Your organization may be considering applying LLMs in testing. As a responsible tester, you need to be able to tell the difference between valuable tools and vendor hype.

Let’s take a half day to learn how to examine and test the claims being made for LLMs in testing. To do that, we’ll go through the process of developing and performing tests: evaluating a product by learning about it through experiencing, exploring and experimenting.

We’ll use an LLM in a couple of testing tasks — test design and data generation — and we’ll evaluate the results. Those of us who are comfortable with coding or tools will use them to help perform the analysis. (If you’re not a coder, that’s okay).

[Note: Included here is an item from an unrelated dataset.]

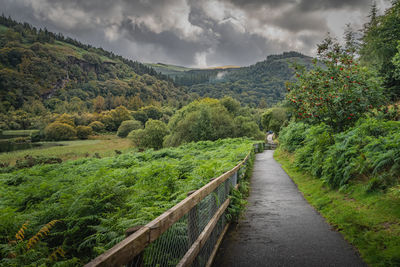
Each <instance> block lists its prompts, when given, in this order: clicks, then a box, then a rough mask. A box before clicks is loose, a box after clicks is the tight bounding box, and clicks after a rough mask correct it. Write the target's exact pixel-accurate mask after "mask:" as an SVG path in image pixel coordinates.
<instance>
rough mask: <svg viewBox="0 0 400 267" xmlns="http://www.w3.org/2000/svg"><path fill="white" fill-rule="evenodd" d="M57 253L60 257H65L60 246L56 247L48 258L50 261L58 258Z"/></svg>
mask: <svg viewBox="0 0 400 267" xmlns="http://www.w3.org/2000/svg"><path fill="white" fill-rule="evenodd" d="M57 255H58V256H60V257H62V258H65V251H64V250H63V249H62V248H61V247H58V248H56V249H55V250H54V251H53V252H52V253H51V254H50V256H49V259H50V260H51V261H57V260H58V257H57Z"/></svg>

We’ll apply techniques (currently) being touted to improve the quality of the output. We’ll go beyond a simple evaluation or demonstration, though — because while the output is important, our primary task will be to evaluate how the LLM affects the nature of testing work itself.

This will be a challenging exercise, because we will be taking testing seriously. We will not simply provide an analysis of the LLM’s output; that’s just one part of a test. We’ll also develop two more essential elements in a comprehensive test report: a story on how we tested; and a story on the quality of the testing work itself, including threats to the validity of the test.